Mathematics has evolved through various historical periods, each characterized by different developments, techniques, and areas of focus. Here's a brief overview of key periods in the history of mathematics: ### 1. **Ancient Mathematics (c. 3000 BC - 500 AD)** - **Civilizations:** Early contributions from the Egyptians (geometry and basic arithmetic), Babylonians (base-60 system), and Greeks (geometry and formal proofs).
Mathematics timelines refer to chronological representations or visual displays that outline significant developments, discoveries, and contributions in the field of mathematics over a period of time. These timelines can include key events, the lives of influential mathematicians, the introduction of important concepts and theorems, and the evolution of mathematical ideas.
"Works" about the history of mathematics can refer to a variety of texts, including books, articles, and papers that explore the development of mathematical concepts, theories, and practices over time.
Mathematical analysis is a branch of mathematics that deals with the properties and behaviors of real and complex numbers, functions, sequences, and series. It provides the rigorous foundation for calculus and focuses on concepts such as limits, continuity, differentiation, integration, and sequences and series convergence. Key topics within mathematical analysis include: 1. **Limits**: Exploring how functions behave as they approach a specific point or infinity.
Physical mathematics is an interdisciplinary field that blends concepts from mathematics and physical sciences to address and solve problems in the physical world. It often involves the application of advanced mathematical techniques and theories to model, analyze, and understand physical phenomena. Key aspects of physical mathematics include: 1. **Mathematical Modeling**: Developing mathematical representations of physical systems, such as differential equations that describe motion, heat transfer, or wave propagation.

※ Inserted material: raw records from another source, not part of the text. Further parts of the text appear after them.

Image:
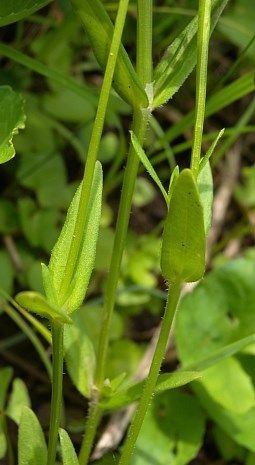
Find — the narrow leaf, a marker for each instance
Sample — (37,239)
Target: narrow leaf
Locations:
(35,302)
(85,262)
(180,58)
(12,118)
(148,166)
(165,382)
(15,10)
(205,188)
(67,449)
(99,28)
(32,447)
(183,242)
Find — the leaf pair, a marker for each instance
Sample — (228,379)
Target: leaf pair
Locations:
(58,305)
(100,31)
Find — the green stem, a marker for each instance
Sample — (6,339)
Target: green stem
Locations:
(31,336)
(149,387)
(140,120)
(94,145)
(203,37)
(56,398)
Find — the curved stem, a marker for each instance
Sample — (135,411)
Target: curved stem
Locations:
(149,387)
(94,145)
(203,36)
(56,398)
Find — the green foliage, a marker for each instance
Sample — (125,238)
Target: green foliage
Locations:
(31,446)
(95,18)
(12,118)
(67,450)
(183,243)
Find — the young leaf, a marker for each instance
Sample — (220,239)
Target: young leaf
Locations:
(147,164)
(12,118)
(15,10)
(53,278)
(165,382)
(37,303)
(205,188)
(5,378)
(183,242)
(18,400)
(80,358)
(67,449)
(180,58)
(100,30)
(32,447)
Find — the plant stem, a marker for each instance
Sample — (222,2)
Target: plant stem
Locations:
(31,336)
(203,37)
(140,119)
(149,387)
(94,145)
(57,381)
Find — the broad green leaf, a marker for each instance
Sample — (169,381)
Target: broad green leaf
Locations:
(94,19)
(32,447)
(165,382)
(172,432)
(183,242)
(12,118)
(80,358)
(205,188)
(85,262)
(67,449)
(15,10)
(180,58)
(229,385)
(148,166)
(228,324)
(37,303)
(240,427)
(5,378)
(18,400)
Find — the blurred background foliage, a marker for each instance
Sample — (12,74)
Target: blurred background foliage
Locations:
(218,413)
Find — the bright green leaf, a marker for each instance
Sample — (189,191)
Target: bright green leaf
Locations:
(67,449)
(12,118)
(18,400)
(183,243)
(32,447)
(37,303)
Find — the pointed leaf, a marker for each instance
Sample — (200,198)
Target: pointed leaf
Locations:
(18,400)
(12,118)
(32,447)
(35,302)
(205,188)
(180,58)
(183,242)
(148,166)
(85,262)
(67,449)
(15,10)
(99,28)
(165,382)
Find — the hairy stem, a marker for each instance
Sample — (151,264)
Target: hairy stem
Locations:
(140,119)
(203,37)
(149,387)
(56,398)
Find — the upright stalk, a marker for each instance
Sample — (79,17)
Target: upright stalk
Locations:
(149,387)
(57,381)
(94,144)
(203,37)
(140,120)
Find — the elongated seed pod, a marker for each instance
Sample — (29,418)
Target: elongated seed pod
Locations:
(99,28)
(183,243)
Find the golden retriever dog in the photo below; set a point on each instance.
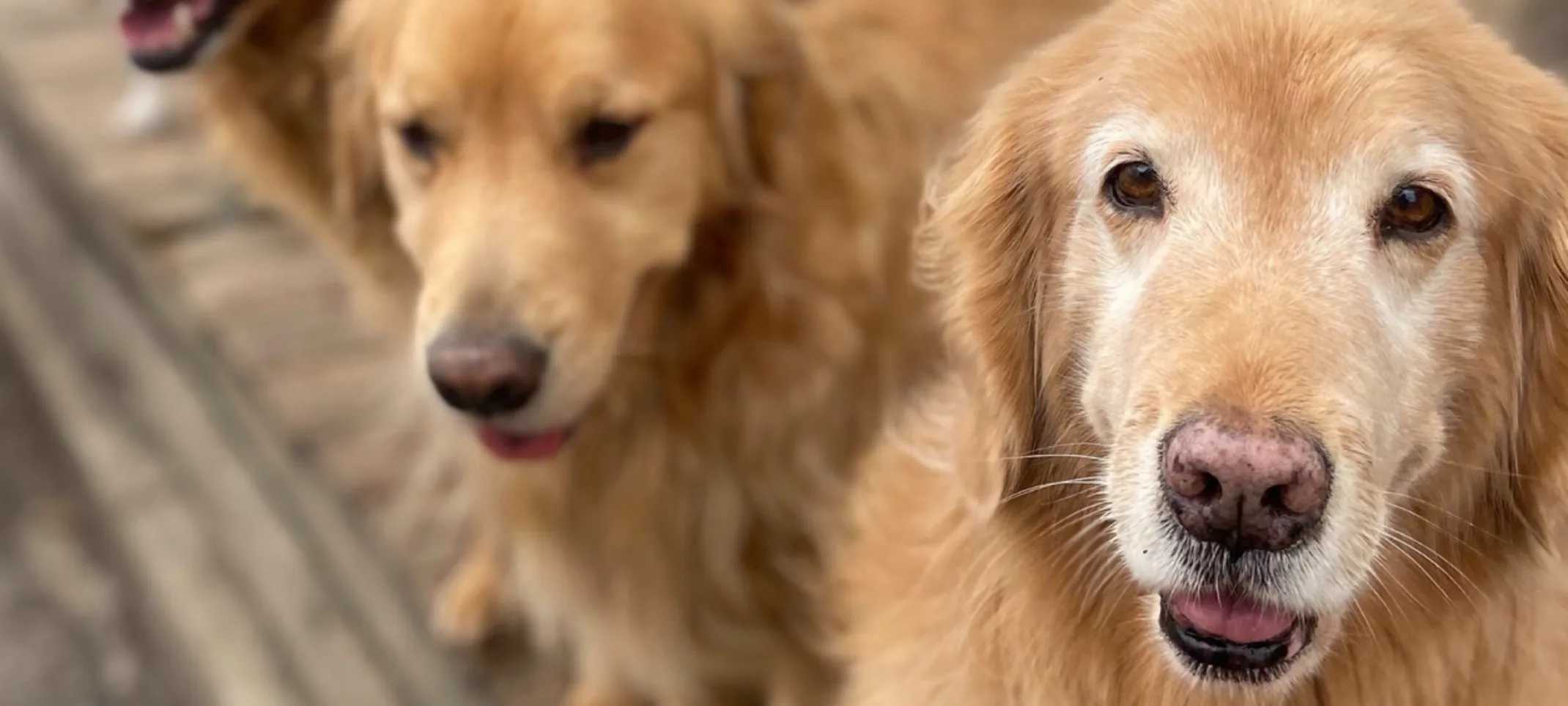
(665, 262)
(262, 92)
(1260, 380)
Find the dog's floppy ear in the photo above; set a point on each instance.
(761, 79)
(1536, 450)
(363, 206)
(998, 207)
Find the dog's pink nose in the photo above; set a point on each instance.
(1244, 490)
(485, 376)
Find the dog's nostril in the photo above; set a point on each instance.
(1211, 488)
(1273, 499)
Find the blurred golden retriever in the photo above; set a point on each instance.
(665, 266)
(1260, 314)
(262, 92)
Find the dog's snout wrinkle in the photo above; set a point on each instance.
(1244, 490)
(485, 376)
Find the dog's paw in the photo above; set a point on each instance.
(143, 111)
(467, 606)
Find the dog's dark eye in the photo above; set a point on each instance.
(1136, 189)
(604, 138)
(1413, 214)
(418, 138)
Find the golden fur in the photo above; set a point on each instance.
(1005, 542)
(726, 305)
(264, 104)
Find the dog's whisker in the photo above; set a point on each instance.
(1440, 509)
(1423, 553)
(1056, 483)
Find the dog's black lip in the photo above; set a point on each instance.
(169, 62)
(1214, 658)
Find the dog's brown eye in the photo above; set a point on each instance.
(1136, 189)
(604, 138)
(418, 138)
(1413, 214)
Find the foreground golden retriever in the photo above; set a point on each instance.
(1262, 384)
(262, 90)
(665, 262)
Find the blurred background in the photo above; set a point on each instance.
(210, 471)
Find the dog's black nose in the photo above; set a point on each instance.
(1246, 490)
(485, 374)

Academic work in mathematics encompasses a wide range of activities and outputs, including but not limited to: 1. **Research Papers**: These are formal documents that present original findings, insights, or theories in various branches of mathematics. Researchers publish these papers in academic journals, which are then peer-reviewed by other experts in the field. 2. **Dissertations and Theses**: Graduate students in mathematics often prepare extensive research documents as part of their degree requirements.
Number theory by Wikipedia Bot 0
Number theory is a branch of mathematics that deals with the properties and relationships of numbers, particularly integers. It is one of the oldest areas of mathematics and has a rich historical background, dating back to ancient civilizations. Number theory explores various topics, including: 1. **Prime Numbers**: The study of prime numbers (integers greater than 1 that have no positive divisors other than 1 and themselves) and their distribution.

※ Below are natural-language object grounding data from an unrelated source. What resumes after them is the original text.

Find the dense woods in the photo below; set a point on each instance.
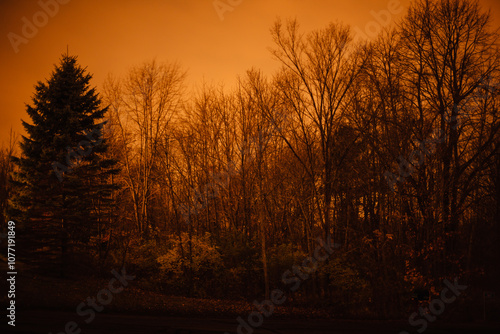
(388, 149)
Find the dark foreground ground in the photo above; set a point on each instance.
(42, 321)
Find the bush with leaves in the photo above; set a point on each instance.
(191, 265)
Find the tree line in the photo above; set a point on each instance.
(389, 148)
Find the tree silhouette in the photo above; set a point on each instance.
(63, 189)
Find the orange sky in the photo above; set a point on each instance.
(110, 36)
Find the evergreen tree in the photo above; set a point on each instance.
(64, 193)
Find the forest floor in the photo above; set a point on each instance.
(47, 304)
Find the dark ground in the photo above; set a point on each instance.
(41, 321)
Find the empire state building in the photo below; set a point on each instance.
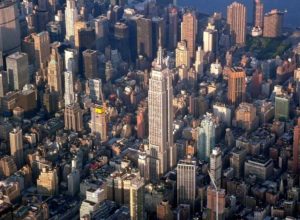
(160, 96)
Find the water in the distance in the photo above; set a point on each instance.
(292, 18)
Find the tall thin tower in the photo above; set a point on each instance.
(160, 96)
(236, 19)
(189, 31)
(71, 15)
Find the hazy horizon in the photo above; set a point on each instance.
(210, 6)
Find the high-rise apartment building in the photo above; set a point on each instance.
(55, 68)
(215, 165)
(90, 61)
(47, 182)
(73, 117)
(69, 88)
(144, 37)
(189, 31)
(207, 136)
(41, 48)
(71, 16)
(137, 199)
(186, 182)
(16, 146)
(99, 122)
(182, 55)
(236, 19)
(210, 39)
(10, 36)
(172, 28)
(160, 97)
(273, 22)
(258, 13)
(236, 85)
(17, 69)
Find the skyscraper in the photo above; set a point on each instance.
(99, 122)
(273, 22)
(199, 63)
(42, 49)
(47, 182)
(160, 98)
(55, 68)
(182, 55)
(172, 28)
(258, 13)
(73, 117)
(10, 36)
(206, 136)
(210, 39)
(137, 202)
(69, 88)
(236, 19)
(16, 146)
(17, 69)
(144, 37)
(236, 85)
(215, 165)
(186, 181)
(71, 15)
(189, 31)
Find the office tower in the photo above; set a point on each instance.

Order theory by Wikipedia Bot 0
Order theory is a branch of mathematical logic and discrete mathematics dealing with the concepts of order and arrangement. It studies various types of ordered structures and how they relate to one another.

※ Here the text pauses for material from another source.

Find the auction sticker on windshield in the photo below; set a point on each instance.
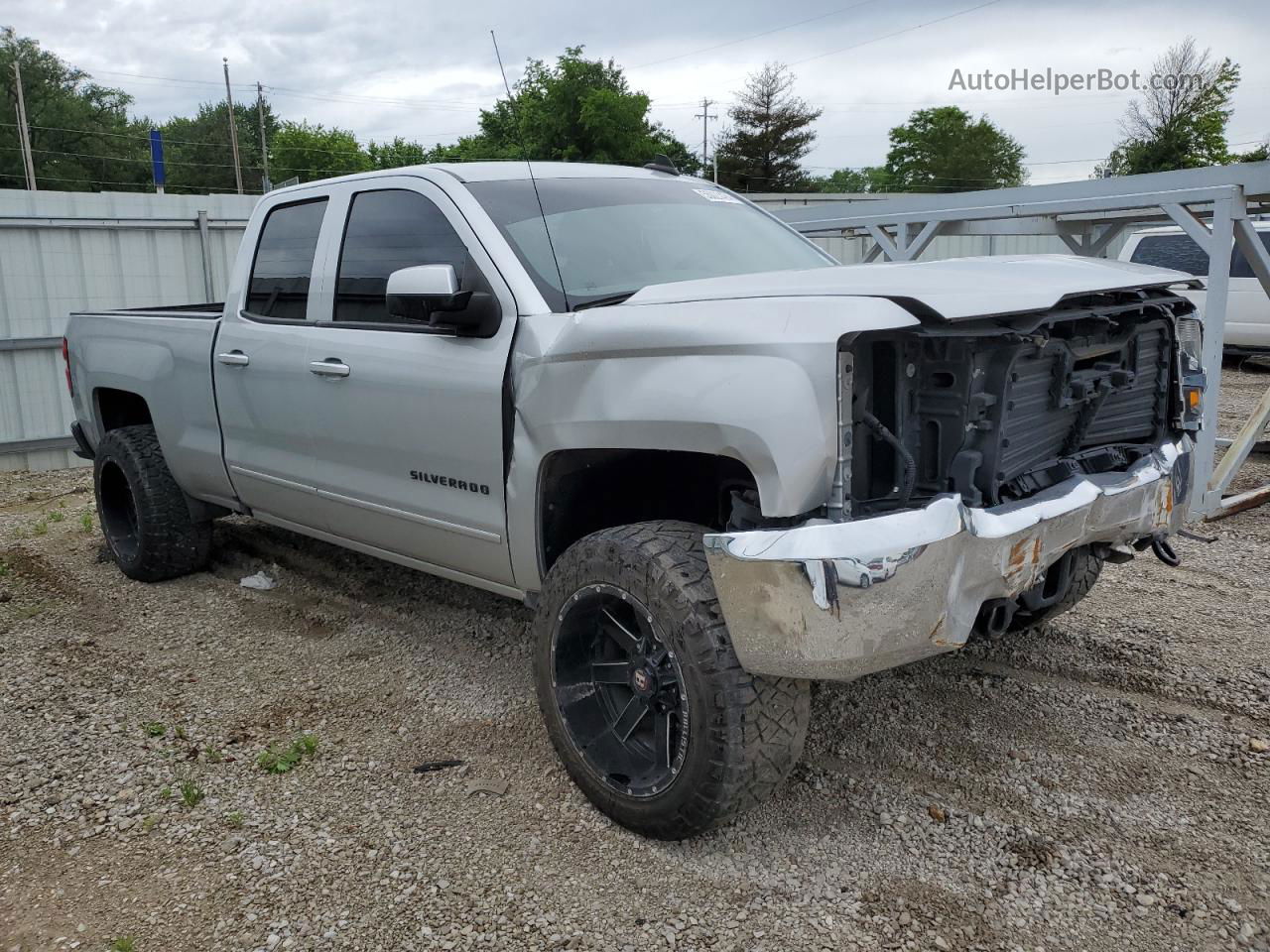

**Probability and Statistics** are two related but distinct branches of mathematics that deal with uncertainty and data analysis. ### Probability Probability is the branch of mathematics that deals with the likelihood or chance of different outcomes occurring. It provides a framework for quantifying uncertainty and making predictions based on known information. Some key concepts in probability include: - **Experiment**: A procedure that yields one of a possible set of outcomes (e.g., rolling a die).
Topology by Wikipedia Bot 0
Topology is a branch of mathematics that deals with the properties of space that are preserved under continuous transformations, such as stretching, twisting, crumpling, and bending, but not tearing or gluing. It focuses on the concepts of structure, continuity, and convergence, and is often described as "rubber-sheet geometry" because of its emphasis on the flexible and qualitative aspects of geometric forms.
Arithmetic geometry is a branch of mathematics that combines algebraic geometry and number theory. It studies the solutions of polynomial equations and their properties from both geometric and arithmetic perspectives. At its core, arithmetic geometry explores how geometric concepts (like varieties, which are the solution sets of polynomial equations) can be analyzed and understood through their integer or rational solutions.
Diophantine geometry is a branch of mathematics that studies the solutions of polynomial equations with integer coefficients, particularly focusing on understanding when these equations have integer or rational solutions. It lies at the intersection of number theory and algebraic geometry and seeks to combine techniques from both areas to address questions about the nature and quantity of solutions.
A glossary of calculus typically includes key terms and definitions that are fundamental to understanding the concepts and techniques in this branch of mathematics. Here is a list of common terms and their meanings: 1. **Limit**: A value that a function approaches as the input approaches a certain point. 2. **Derivative**: A measure of how a function changes as its input changes; it represents the slope of the tangent line to the graph of the function at a given point.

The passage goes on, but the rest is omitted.